New gene for rheumatism identified
A genetic variant that can explain the occurrence of a type of rheumatic disorder called SLE has been identified by a research team at Uppsala University, Sweden. The team, led by Associate Professor Marta Alarcón at the Rudbeck Laboratory, is presenting its finding in the latest issue of the scientific journal Nature Genetics.
Nearly 6,000 predominantly young women are victims of systemic lupus erythematosus, SLE. The disease is partly genetic and causes damage to the skin and various organs. The genetic variant in the gene PDCD1 was identified in families with at least two persons suffering from the ailment. Genetic analyses have shown that the part where the gene PDCD1 is located in chromosome 2 is implicated in the disease.
The research team has determined the position of the gene with still greater precision and has sequenced the whole gene. They found several variants, but only one of them repeatedly turned up in the family members with the sickness. In order to make certain that the variant is associated with the ailment, the team studied nearly 2,500 individuals including families in the US. The variant is found in some of the patients and can explain one of the mechanisms behind the development of the disease. The genetic variant in the PDCD1 gene can modify the normal function and expression of the gene, but it is still unclear exactly how.
However, the discovery of this variant makes it possible to move on and examine how various combinations of genes work together to cause the illness.
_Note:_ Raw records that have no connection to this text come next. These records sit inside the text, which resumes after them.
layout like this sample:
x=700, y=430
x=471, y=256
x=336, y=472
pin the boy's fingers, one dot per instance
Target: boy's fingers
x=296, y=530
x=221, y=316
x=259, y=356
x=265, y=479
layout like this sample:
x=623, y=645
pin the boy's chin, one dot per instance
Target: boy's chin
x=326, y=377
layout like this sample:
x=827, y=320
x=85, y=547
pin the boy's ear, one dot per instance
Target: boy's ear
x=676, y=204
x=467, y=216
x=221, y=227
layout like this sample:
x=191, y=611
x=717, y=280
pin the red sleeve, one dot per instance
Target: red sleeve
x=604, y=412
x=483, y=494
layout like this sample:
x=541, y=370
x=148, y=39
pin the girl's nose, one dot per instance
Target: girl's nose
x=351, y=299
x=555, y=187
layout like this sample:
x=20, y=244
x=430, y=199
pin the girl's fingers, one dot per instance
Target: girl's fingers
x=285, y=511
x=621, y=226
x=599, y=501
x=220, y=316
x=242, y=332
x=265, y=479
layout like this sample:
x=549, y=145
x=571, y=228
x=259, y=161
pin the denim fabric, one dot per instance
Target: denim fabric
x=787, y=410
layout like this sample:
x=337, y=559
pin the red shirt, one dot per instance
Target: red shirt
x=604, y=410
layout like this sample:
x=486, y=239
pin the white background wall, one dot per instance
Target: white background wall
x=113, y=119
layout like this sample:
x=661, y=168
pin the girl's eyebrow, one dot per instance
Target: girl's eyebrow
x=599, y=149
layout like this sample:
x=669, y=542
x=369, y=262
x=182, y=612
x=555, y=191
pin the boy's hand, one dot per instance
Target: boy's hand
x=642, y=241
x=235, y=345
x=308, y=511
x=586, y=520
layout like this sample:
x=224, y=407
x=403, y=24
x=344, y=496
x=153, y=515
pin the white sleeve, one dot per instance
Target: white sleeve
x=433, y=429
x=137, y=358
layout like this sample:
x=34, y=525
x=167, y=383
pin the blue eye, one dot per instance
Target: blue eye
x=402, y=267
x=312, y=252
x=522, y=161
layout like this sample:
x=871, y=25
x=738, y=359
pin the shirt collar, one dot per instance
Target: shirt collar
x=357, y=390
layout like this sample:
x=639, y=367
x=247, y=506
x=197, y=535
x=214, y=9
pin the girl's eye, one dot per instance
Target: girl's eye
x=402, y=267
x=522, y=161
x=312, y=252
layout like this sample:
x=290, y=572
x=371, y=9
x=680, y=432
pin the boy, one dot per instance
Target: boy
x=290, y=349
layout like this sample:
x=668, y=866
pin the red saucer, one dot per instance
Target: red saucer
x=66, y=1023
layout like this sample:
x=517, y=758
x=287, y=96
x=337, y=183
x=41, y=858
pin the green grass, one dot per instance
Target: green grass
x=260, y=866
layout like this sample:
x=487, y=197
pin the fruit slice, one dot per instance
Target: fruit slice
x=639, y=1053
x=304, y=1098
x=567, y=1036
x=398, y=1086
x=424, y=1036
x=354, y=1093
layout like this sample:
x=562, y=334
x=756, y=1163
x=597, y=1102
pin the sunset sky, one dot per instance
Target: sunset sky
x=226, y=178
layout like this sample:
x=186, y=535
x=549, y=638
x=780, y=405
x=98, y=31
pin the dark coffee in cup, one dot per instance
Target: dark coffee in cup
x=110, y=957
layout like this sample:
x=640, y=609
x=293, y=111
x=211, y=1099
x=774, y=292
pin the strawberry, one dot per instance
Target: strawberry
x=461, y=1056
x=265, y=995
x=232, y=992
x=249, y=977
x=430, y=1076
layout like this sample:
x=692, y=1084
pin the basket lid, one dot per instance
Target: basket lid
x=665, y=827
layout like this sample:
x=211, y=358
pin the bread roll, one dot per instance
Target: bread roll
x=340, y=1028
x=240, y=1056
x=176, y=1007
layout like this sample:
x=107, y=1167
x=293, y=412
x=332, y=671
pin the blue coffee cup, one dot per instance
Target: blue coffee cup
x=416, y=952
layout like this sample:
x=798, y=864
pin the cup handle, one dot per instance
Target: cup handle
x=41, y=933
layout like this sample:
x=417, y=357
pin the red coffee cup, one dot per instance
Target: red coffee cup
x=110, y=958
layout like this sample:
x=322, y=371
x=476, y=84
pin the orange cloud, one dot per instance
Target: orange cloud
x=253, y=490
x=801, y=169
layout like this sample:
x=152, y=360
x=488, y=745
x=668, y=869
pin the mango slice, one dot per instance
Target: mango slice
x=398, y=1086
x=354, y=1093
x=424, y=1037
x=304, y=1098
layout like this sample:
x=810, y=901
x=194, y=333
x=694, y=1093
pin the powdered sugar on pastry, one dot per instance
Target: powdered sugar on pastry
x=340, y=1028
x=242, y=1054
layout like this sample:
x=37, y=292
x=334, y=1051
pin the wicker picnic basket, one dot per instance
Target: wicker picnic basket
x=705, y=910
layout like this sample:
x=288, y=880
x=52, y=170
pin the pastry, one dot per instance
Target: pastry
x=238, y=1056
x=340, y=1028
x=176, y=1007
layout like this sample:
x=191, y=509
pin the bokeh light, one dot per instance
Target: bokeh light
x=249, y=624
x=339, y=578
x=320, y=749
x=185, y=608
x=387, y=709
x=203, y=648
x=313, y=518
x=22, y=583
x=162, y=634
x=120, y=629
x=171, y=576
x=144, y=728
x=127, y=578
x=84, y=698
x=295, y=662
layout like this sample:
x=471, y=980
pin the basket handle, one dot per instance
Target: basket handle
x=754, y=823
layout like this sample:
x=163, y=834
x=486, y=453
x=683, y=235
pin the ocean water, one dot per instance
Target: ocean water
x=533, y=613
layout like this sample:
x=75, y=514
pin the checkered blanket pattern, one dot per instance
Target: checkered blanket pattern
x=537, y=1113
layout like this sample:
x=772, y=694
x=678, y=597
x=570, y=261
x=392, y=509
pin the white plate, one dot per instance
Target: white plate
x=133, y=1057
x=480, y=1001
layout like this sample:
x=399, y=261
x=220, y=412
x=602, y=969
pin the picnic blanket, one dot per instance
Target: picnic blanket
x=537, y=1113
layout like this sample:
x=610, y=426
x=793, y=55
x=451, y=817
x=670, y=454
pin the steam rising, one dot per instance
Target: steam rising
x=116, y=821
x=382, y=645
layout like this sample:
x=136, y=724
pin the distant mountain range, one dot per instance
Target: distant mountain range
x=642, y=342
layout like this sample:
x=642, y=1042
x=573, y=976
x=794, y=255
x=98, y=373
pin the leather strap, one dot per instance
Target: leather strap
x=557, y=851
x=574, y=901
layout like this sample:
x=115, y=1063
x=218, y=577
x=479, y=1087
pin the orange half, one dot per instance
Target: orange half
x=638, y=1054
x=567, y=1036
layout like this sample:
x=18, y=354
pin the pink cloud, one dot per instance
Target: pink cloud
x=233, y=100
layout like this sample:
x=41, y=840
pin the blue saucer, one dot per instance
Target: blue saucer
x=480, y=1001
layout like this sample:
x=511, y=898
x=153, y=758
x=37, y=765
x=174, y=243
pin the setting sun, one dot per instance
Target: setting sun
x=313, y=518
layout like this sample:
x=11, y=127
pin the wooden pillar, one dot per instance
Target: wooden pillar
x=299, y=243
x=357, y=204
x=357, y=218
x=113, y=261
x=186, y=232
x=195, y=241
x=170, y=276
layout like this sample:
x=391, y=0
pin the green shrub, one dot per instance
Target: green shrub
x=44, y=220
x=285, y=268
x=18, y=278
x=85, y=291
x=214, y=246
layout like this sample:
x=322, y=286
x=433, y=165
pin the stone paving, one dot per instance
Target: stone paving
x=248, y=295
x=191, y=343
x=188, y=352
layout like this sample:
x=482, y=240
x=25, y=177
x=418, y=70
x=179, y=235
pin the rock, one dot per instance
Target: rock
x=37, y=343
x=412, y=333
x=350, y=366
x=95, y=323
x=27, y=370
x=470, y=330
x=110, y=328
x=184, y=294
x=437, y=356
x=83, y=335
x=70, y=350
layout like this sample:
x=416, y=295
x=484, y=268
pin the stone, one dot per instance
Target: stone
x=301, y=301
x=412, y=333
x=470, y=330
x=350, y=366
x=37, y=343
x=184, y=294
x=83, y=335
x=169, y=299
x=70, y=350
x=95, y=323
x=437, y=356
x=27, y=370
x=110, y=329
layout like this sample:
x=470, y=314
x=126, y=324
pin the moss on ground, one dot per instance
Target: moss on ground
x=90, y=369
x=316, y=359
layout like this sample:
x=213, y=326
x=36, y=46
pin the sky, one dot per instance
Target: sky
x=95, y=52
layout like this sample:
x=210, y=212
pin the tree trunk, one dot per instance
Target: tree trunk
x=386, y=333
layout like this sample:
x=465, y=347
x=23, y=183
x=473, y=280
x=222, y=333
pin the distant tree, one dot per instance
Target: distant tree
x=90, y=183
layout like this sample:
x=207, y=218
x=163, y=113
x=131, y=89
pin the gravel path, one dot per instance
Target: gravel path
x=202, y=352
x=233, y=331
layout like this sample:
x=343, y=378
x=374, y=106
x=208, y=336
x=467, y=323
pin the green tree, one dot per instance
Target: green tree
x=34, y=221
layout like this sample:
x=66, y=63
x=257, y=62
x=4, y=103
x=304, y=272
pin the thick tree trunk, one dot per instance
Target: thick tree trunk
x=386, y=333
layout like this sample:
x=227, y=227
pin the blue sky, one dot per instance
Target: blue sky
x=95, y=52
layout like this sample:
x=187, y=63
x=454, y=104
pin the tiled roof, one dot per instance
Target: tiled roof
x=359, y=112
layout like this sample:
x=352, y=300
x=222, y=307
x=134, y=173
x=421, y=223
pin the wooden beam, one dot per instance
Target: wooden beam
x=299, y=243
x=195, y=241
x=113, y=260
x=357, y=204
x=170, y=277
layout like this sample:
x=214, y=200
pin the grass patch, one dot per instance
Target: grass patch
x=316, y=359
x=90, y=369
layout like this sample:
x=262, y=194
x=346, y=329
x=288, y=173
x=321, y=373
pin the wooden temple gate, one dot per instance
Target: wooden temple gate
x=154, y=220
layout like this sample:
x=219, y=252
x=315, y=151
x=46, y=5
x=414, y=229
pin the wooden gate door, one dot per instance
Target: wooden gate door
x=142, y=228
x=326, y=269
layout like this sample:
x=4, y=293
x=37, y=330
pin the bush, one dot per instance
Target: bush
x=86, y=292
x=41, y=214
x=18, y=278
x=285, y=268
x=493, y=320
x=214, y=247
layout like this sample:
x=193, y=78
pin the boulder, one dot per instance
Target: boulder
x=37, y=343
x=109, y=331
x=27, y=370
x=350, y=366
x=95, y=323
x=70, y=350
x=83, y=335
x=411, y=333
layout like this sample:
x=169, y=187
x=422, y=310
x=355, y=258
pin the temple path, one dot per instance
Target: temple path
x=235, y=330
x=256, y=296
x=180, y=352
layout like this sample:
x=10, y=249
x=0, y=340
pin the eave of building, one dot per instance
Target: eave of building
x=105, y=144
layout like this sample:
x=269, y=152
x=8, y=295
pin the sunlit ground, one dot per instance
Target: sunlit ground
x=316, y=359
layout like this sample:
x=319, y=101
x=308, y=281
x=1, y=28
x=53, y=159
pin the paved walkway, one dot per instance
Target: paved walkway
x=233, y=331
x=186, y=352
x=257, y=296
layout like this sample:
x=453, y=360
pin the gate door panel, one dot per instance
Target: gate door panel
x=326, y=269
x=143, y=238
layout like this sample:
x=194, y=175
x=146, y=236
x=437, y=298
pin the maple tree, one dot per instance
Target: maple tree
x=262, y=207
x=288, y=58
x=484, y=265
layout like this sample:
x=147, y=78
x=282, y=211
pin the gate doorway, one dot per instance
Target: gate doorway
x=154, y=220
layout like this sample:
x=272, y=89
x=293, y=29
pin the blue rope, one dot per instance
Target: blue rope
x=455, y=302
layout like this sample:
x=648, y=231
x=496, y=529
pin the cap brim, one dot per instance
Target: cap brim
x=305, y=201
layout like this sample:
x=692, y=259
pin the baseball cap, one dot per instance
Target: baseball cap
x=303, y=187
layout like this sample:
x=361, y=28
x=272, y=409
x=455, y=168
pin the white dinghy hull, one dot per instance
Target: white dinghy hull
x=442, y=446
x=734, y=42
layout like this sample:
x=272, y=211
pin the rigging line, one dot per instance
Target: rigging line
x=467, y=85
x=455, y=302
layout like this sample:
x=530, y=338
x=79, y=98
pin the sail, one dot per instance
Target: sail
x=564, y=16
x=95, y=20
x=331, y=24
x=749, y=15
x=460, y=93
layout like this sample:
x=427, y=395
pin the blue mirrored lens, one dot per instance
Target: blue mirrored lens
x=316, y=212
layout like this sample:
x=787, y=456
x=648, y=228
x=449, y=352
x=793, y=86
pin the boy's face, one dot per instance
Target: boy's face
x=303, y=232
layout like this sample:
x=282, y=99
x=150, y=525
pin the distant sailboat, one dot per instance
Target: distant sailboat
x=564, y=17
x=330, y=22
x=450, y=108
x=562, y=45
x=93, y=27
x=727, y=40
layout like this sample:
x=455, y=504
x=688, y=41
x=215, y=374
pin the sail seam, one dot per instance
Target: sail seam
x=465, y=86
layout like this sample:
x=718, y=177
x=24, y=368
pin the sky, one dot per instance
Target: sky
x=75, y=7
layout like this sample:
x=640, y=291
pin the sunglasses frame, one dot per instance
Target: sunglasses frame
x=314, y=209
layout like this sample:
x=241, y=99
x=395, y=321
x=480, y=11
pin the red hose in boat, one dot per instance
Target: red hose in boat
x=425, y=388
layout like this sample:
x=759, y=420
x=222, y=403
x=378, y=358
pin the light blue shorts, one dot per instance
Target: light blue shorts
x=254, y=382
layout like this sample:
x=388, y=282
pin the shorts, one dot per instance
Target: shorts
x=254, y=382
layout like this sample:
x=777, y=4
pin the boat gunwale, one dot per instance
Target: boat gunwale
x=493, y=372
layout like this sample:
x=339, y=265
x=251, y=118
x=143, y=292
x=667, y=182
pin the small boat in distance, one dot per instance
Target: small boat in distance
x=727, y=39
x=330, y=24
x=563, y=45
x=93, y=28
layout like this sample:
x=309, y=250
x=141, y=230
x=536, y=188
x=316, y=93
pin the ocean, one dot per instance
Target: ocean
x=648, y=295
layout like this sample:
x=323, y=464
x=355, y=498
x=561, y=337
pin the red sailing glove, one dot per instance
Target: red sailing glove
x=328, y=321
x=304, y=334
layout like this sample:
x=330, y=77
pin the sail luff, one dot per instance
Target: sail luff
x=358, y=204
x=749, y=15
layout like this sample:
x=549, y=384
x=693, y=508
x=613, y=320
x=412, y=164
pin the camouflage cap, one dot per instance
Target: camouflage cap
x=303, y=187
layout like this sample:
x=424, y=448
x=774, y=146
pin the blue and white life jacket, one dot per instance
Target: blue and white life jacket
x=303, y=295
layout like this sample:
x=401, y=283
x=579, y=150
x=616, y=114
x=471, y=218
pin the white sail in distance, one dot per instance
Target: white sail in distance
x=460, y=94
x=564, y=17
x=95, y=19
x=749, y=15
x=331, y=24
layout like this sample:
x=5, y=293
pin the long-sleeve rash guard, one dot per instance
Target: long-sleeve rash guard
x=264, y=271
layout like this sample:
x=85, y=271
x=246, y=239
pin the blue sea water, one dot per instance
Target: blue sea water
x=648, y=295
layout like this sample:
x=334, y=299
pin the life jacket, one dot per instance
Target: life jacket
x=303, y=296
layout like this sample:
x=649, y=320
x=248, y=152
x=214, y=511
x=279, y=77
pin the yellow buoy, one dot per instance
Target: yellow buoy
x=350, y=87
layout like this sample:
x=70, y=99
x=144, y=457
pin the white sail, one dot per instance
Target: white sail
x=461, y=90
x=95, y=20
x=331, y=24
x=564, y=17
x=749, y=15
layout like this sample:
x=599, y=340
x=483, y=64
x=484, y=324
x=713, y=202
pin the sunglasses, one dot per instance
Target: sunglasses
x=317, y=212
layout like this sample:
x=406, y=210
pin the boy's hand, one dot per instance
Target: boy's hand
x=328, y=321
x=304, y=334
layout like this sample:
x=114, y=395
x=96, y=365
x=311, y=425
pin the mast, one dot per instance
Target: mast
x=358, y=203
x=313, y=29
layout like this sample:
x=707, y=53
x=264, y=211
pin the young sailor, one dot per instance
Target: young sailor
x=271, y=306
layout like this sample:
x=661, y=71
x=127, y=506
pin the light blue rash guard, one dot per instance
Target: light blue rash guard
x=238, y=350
The discovery of this gene variant for SLE is, after a gene variant for Crohn’s disease, the second in the world to be identified for a so-called autoimmune disorder, that is, a disease in which cells from the immune defense produce antibodies to attack the body’s own tissues. It is also one of the few variants to be identified for what are called complex diseases, that is, diseases like heart attacks, high blood pressure, and schizophrenia.
The discovery reported by the research team at Uppsala can improve genetic diagnostics in the future and can contribute to the creation of better therapies for victims of the disorder.